Kupang (Rabu, 9/11/2021) Demikian disampaikan Ketua Bawaslu Provinsi NTT, Thomas Mauritius Djawa, SH dalam Rapat Kajian Penanganan Pelanggaran yang dilaksanakan  di Aula Kantor Bawaslu Provinsi NTT, 9 November 2021.

Rapat tersebut dibuka dengan resmi oleh Ketua Bawaslu Propinsi NTT  dan dihadiri oleh Pejabat Stuktural dan Fungsional lingkup Bawaslu Provinsi NTT, Koordinator Divisi Penanganan Pelanggaran Bawaslu Kabupaten/ Kota se-Provinsi NTT.

Dalam sambutan pembukaan, Thomas Djawa menyampaikan bahwa kegiatan kali ini merupakan tindak lanjut dari agenda kegiatan yang sudah didesain dalam rapat bersama kordiv Penanganan  Pelanggaran Bawaslu Kabupaten/ Kota sejak awal tahun 2021. Karena itu, peserta diharapkan dapat memahami regulasi yang mengatur Penanganan Pelanggaran administrasi TSM Pemilu dan Pemilihan  serta peran yang dapat  dilakukan oleh Bawaslu Kabupaten/ kota pada saat Pemilu dan Pemilihan manakala terjadi penangan pelanggaran administrasi secara terstruktur, sistematis dan masif (TSM).

Selanjutnya dalam paparan materi oleh Ketua Bawaslu Provinsi NTT, Thomas Djawa mengurai perbedaan penanganan pelanggaran TSM pada Pemilu dan Pemilihan. Terdapat 18 (delapan belas) perbedan dalam Penanganan Pelanggaran Administrasi TSM pada Pemilu maupun Pemilihan. Dari sisi regulasi, Pelanggaran administrasi TSM pada Pemilu merujuk pada UU No 7 Tahun 2017 tentang Pemilihan Umum dan Perbawaslu No 8 Tahun 2018 tentang Penyelesaian Pelanggaran Administrasi Pemilu sedangkan pada Pemilihan merujuk pada UU No 10 Tahun 2016 tentang penetapan Peraturan Pemerintah Pengganti Undang-Undang  No 1 tahun 2014 tentang Pemilihan Gubernur, Bupati dan Walikota menjadi Undang-undang dan Perbawaslu No 9 Tahun 2020 tentang Tata cara penaganan Pelanggaran Administrasi Pemilihan.
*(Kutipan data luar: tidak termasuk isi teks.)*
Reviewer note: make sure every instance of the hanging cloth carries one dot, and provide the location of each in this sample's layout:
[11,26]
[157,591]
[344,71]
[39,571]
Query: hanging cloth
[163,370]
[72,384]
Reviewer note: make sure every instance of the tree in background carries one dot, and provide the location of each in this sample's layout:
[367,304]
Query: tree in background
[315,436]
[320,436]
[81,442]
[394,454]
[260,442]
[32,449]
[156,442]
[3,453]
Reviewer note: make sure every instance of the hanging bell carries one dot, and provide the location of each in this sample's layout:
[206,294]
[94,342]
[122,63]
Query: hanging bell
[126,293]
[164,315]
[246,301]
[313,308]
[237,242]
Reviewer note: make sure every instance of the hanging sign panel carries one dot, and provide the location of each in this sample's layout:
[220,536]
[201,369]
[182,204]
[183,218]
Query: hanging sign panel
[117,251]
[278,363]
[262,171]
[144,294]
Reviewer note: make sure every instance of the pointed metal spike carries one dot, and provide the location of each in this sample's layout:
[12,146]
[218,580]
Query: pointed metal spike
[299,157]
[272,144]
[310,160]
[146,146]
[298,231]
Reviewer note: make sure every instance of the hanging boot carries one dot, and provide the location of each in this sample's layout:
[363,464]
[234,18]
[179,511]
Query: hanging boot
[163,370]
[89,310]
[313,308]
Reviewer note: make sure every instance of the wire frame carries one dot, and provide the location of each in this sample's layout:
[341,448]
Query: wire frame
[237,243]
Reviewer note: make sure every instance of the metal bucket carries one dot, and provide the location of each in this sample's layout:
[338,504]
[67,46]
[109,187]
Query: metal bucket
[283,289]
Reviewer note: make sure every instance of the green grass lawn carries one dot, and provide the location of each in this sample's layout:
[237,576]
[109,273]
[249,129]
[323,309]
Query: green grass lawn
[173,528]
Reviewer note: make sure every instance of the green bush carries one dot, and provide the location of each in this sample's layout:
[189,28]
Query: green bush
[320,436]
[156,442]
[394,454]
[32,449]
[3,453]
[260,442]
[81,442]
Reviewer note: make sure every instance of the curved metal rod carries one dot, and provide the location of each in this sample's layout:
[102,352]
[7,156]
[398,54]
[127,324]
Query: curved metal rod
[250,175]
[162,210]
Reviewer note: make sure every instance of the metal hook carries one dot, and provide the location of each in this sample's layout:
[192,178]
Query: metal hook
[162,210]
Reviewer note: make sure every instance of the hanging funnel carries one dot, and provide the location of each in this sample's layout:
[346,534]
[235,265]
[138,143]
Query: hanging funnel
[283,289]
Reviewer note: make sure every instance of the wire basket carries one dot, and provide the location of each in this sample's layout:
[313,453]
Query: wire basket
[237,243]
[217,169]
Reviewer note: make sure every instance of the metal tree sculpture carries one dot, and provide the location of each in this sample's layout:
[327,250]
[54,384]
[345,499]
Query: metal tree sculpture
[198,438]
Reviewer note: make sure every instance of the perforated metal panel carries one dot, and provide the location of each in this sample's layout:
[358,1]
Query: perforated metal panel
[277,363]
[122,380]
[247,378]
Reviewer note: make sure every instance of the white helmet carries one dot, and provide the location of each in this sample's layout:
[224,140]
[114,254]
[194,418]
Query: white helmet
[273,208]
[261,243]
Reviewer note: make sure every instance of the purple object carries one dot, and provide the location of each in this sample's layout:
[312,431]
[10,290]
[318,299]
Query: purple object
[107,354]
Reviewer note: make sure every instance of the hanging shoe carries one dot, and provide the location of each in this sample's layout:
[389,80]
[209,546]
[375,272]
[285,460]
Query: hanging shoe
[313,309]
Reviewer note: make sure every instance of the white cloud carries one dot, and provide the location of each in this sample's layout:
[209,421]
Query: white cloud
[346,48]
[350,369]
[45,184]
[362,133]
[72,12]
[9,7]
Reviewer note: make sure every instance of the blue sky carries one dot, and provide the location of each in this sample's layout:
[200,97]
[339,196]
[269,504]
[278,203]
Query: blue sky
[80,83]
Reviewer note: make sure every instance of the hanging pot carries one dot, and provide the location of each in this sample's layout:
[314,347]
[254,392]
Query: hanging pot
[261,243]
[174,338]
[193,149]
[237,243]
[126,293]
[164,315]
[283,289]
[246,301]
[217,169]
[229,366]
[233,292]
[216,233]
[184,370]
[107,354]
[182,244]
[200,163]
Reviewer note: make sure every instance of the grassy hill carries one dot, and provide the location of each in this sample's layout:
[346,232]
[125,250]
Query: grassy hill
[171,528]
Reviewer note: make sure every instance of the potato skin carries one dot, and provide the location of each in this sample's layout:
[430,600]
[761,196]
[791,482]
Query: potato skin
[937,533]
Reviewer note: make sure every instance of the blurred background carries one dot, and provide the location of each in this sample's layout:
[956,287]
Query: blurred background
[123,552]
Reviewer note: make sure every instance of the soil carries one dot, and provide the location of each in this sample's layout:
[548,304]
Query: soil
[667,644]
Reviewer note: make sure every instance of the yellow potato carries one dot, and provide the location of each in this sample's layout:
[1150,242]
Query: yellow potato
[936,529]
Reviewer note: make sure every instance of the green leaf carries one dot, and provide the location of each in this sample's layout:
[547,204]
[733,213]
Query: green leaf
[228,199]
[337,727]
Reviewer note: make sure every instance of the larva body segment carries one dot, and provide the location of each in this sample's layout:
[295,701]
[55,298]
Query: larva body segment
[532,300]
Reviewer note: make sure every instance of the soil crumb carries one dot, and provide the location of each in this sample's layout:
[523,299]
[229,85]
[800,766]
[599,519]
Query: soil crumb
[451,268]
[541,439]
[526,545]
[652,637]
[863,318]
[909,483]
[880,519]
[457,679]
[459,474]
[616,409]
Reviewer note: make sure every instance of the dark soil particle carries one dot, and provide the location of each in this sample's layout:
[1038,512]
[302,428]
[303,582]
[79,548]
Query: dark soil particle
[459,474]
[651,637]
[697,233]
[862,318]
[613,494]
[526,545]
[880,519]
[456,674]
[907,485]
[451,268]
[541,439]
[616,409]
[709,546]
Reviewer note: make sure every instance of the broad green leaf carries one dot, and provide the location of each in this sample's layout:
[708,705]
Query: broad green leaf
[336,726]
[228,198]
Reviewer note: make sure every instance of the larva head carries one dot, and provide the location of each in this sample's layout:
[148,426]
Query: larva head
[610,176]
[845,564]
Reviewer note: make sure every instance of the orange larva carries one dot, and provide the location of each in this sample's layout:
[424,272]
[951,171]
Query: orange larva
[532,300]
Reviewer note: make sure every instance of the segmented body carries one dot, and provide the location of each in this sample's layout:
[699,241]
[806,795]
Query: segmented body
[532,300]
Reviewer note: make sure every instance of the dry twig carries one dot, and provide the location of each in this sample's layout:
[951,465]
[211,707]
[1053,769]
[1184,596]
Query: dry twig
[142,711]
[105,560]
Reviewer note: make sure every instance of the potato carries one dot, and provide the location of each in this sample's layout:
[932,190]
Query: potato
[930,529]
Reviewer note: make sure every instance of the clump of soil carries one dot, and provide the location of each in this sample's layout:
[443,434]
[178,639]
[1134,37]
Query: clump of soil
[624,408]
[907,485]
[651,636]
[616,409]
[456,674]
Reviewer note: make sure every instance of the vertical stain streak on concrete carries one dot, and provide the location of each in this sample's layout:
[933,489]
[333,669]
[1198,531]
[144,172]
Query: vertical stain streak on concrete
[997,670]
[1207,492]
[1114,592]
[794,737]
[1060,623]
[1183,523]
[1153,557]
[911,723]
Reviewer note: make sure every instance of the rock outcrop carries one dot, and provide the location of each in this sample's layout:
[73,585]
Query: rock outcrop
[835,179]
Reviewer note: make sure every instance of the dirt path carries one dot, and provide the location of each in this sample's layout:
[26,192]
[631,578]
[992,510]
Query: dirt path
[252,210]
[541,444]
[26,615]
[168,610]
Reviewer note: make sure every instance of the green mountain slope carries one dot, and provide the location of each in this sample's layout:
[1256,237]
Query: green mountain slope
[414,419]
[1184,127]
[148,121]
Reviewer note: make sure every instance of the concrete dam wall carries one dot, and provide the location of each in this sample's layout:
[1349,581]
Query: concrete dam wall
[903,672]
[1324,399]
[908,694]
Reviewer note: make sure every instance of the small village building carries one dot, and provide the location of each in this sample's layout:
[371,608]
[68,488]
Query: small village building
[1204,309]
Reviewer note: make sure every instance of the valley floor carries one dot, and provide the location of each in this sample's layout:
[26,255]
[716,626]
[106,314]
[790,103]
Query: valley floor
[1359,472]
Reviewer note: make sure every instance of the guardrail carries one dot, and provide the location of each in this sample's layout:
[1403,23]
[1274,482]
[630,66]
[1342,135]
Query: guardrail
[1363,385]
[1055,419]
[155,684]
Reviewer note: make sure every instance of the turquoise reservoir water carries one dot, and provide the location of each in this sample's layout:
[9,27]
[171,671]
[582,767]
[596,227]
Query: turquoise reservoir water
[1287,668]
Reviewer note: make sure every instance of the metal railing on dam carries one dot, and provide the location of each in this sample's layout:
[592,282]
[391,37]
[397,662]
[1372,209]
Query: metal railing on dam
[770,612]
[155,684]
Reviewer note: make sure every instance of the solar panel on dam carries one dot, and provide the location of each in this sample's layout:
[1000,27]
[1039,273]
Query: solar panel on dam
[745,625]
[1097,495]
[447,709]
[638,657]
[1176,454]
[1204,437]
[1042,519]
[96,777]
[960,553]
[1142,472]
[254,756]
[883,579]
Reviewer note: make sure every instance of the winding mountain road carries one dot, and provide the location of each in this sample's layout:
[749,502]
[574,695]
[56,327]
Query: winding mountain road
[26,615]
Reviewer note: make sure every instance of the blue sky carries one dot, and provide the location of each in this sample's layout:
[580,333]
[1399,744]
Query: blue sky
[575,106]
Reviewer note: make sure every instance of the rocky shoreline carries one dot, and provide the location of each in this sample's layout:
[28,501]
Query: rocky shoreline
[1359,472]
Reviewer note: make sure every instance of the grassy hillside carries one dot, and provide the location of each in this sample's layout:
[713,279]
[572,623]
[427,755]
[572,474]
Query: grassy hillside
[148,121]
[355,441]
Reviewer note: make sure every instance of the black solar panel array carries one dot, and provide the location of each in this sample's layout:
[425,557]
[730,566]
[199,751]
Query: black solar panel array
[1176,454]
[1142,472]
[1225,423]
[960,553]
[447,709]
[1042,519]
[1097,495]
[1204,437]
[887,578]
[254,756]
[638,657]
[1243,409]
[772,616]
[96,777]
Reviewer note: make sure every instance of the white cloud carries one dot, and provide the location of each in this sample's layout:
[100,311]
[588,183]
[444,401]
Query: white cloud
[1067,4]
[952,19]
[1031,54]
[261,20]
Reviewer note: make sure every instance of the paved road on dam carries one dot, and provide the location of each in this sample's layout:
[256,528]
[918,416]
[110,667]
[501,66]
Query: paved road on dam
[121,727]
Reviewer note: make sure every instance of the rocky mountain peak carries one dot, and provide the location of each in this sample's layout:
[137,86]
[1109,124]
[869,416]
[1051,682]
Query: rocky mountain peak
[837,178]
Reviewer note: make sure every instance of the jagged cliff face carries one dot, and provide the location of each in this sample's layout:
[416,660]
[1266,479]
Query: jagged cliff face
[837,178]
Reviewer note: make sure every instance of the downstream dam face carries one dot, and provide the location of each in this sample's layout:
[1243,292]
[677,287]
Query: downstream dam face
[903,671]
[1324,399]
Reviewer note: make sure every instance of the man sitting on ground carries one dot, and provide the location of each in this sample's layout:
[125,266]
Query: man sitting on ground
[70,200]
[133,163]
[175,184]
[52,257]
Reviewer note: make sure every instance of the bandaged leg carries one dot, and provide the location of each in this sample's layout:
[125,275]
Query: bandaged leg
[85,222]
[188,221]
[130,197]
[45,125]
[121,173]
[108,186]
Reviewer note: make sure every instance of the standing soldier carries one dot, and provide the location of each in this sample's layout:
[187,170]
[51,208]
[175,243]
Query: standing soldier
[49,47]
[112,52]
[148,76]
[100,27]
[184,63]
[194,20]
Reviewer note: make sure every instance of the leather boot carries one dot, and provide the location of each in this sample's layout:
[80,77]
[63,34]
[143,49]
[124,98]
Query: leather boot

Selain itu, tenggang waktu Penanganan Pelanggaran juga terdapat perbedaan sumber Pelanggaran pada Adminstrasi TSM Pemilu berasal dari temuan dan laporan sedangakan pada Administrasi TSM Pemilihan sumber pelanggaran hanya berdasarkan laporan. Selain itu, kewenangan penanganan Pelanggaran Administrasi TSM pada Pemilu berada pada Bawaslu Republik Indonesia, sedangkan kewenangan Penanganan Pelanggaran Administrasi TSM pada Pemilihan menjadi kewenangan Bawaslu Provinsi. Bawaslu Kabupaten Kota hanya dapat bertindak sebagai pelapor dalam pelanggaran Administrasi TSM Pemilihan dan tidak memiliki kewenangan menangani pelanggaran administrasi TSM.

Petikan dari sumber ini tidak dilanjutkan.